- Home video poster
- Directed by: Christopher Hampton
- Written by: Christopher Hampton
- Based on: The Secret Agent by Joseph Conrad
- Starring: Bob Hoskins; Patricia Arquette; Gérard Depardieu; Christian Bale;
- Cinematography: Denis Lenoir
- Edited by: George Akers
- Music by: Philip Glass
- Production companies: Fox Searchlight Pictures Capitol Films
- Distributed by: 20th Century Fox
- Release date: 8 November 1996;
- Running time: 95 minutes
- Country: United Kingdom
- Language: English
- Box office: $106,606

= The Secret Agent (1996 film) =

The Secret Agent is a 1996 British drama-thriller film written and directed by Christopher Hampton and starring Bob Hoskins and Patricia Arquette. It is adapted from Joseph Conrad's 1907 novel of the same name.

== Plot ==
Verloc works as a spy for the Russian government. He is hired by a foreign organisation to cause political instability in the country.

== Cast ==
- Bob Hoskins as Verloc
- Patricia Arquette as Winnie
- Gérard Depardieu as Ossipon
- Christian Bale as Stevie
- Jim Broadbent as Chief Inspector Heat
- Eddie Izzard as Vladimir
- Ralph Nossek as Yundt
- Elizabeth Spriggs as Winnie's mother
- Peter Vaughan as the Driver
- Julian Wadham as the Assistant Commissioner
- Robin Williams as the Professor (uncredited)

==Release==

The film opened on 8 November 1996 in New York and Los Angeles on 6 screens and grossed $22,401 in its opening weekend.

==Reception==
On Rotten Tomatoes, the film has an approval rating of 50%, based on reviews from 10 critics. On Metacritic, it also has a score of 41 out of 100, based on reviews from 17 critics, indicating "mixed or average reviews".
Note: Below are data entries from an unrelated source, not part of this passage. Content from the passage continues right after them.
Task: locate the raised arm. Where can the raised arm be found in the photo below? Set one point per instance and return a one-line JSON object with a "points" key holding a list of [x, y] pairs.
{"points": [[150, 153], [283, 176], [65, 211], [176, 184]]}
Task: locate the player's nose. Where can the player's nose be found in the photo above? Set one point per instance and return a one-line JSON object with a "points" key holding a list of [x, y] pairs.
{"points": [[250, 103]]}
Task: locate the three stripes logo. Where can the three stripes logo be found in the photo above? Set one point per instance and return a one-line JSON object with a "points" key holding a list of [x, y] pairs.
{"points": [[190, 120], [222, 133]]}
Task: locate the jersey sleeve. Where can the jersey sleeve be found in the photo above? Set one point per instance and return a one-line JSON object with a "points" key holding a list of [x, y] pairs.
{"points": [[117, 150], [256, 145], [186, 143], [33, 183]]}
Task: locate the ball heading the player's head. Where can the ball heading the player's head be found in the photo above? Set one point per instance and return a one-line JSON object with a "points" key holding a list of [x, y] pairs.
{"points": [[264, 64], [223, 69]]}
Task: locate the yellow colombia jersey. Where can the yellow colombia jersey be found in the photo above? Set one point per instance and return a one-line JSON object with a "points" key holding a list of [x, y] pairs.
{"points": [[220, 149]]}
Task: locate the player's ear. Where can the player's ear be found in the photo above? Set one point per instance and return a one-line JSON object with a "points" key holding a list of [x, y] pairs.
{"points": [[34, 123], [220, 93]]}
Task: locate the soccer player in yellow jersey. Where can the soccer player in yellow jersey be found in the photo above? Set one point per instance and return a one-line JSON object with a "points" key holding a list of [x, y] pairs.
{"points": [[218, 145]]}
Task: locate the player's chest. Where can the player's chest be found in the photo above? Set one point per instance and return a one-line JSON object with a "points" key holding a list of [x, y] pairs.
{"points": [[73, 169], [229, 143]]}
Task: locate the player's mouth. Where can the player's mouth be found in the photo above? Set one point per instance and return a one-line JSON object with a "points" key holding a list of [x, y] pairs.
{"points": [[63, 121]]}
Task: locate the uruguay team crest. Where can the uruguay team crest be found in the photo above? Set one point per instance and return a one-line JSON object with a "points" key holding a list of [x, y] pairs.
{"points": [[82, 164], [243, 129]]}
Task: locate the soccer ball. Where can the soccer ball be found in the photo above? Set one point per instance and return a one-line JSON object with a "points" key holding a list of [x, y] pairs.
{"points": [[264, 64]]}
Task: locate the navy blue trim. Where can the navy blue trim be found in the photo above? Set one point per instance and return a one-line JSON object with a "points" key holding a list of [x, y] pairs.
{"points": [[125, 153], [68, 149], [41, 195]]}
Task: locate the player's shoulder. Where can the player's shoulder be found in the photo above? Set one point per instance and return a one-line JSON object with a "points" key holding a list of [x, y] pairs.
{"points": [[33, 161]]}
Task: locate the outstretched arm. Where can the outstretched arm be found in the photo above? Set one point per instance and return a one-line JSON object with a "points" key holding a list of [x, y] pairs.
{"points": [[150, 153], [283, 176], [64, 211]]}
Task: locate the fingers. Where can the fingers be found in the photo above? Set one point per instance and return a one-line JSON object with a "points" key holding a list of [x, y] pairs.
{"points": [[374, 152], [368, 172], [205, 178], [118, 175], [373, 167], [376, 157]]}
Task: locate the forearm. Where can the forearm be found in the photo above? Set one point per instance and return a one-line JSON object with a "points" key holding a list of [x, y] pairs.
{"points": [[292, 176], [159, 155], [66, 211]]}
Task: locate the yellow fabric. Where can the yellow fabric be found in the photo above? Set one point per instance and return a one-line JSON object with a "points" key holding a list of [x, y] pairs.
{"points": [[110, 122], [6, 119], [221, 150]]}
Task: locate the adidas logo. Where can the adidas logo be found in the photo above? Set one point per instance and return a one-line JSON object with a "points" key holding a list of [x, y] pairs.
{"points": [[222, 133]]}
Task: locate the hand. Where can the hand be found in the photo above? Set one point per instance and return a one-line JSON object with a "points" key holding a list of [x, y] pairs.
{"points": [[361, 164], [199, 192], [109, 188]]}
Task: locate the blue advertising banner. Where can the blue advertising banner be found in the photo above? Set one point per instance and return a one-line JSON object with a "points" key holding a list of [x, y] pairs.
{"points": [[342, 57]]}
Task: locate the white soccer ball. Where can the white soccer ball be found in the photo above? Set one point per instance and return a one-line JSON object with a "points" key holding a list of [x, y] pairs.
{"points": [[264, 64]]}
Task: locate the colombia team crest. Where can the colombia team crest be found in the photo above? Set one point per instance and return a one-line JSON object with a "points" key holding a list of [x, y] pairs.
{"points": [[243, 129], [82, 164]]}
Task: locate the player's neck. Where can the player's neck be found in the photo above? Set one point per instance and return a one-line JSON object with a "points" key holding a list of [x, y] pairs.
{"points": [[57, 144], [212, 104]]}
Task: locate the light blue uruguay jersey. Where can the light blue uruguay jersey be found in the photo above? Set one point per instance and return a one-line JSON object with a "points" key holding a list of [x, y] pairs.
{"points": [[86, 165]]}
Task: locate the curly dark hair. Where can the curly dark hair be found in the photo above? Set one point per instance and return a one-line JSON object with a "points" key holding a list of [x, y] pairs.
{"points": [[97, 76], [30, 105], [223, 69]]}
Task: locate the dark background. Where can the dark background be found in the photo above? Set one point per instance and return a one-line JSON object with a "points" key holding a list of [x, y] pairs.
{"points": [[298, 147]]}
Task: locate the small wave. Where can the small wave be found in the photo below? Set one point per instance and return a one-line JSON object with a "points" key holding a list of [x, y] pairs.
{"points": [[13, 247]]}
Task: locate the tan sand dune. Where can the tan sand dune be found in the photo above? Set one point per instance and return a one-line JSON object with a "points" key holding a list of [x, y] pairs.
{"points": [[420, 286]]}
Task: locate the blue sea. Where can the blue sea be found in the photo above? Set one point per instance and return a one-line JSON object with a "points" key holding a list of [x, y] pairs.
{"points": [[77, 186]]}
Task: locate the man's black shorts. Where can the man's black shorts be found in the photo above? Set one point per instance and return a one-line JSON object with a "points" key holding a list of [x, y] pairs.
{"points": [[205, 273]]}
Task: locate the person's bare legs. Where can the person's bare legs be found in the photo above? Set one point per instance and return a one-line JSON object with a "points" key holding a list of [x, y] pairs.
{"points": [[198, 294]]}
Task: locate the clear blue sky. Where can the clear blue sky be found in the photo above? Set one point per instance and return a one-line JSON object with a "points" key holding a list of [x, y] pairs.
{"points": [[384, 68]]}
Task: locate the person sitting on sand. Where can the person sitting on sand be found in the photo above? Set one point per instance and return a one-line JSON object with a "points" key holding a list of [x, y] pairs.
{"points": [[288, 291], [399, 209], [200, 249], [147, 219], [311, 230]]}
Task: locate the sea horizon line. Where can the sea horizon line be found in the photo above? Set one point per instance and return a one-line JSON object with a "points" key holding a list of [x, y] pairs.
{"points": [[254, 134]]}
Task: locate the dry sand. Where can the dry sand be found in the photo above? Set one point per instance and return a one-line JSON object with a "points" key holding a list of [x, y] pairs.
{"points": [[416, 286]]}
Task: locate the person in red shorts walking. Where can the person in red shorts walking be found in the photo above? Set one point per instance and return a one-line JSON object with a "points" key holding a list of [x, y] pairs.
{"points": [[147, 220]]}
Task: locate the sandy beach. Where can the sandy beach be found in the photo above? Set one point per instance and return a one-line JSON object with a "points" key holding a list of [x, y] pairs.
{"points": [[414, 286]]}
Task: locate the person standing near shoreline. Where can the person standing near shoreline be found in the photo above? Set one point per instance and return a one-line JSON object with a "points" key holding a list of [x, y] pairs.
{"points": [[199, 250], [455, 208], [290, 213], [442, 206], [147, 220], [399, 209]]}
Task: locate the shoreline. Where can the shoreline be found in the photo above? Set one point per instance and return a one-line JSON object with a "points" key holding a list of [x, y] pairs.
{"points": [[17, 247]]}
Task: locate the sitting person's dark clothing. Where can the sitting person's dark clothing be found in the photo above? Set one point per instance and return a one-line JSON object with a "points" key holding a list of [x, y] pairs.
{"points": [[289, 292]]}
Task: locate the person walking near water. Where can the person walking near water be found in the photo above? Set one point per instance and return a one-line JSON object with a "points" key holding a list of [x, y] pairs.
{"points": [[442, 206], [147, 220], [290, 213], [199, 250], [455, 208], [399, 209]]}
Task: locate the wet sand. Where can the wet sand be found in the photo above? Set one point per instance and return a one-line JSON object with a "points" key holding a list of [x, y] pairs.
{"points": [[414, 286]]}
Written reviews prove more negative. Time Out stated that whilst Hampton's version of this story is "more respectful of Conrad's narrative, characters and tone" than Hitchcock's Sabotage, he "travesties the novel". Similarly, Variety stated that "the fidelity of which to the original text does not yield a terrifically exciting film" The New York Times described the film as "drably tasteful", with its only affective performance being from the uncredited Robin Williams. The Los Angeles Times however, gave it a positive review, saying that it "is the kind of film that demands you to grab on to it and hold on for dear life."